Although I’m generally satisfied with the output I receive from AI, I do recognize that I’m slowly developing a crutch. Instead of making decisions based on either my own research or intuition, I’m outsourcing this process to technology. A very intelligent technology, but it’s only as wise as the data it’s trained on. And that data excludes many years of personal context that AI does not have access to.
For better or worse, my reliance on AI isn’t uncommon. OpenAI published a report back in September outlining how its users leverage ChatGPT. They broke out uses into three distinct categories: “asking”, “doing”, and “expressing”. Turns out, 49% of prompts fall into the “asking” category, in which users are asking ChatGPT for some sort of advice.

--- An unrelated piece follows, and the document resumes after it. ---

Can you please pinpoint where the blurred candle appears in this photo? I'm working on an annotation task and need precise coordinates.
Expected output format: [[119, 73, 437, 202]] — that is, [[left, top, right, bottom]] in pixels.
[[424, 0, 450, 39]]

When I ask AI to execute a task for me, my internal dialogue is usually, “I’m glad I can delegate this task, but I’m also glad that I have the knowledge and experience to actually complete the task if I need to.” That provides me with a sense of relief and resolves some guilt about relying on AI to do things for me that I really could do myself.
Have I become more efficient and effective thanks to AI? Absolutely. But in 2026, I’m going to make a conscious effort to still make sure there is productive friction in my decision-making process. When it comes to bigger, more complex decisions, I want to make sure I have the necessary reps on things that are less consequential. Low stakes reps help strengthen high stakes judgment.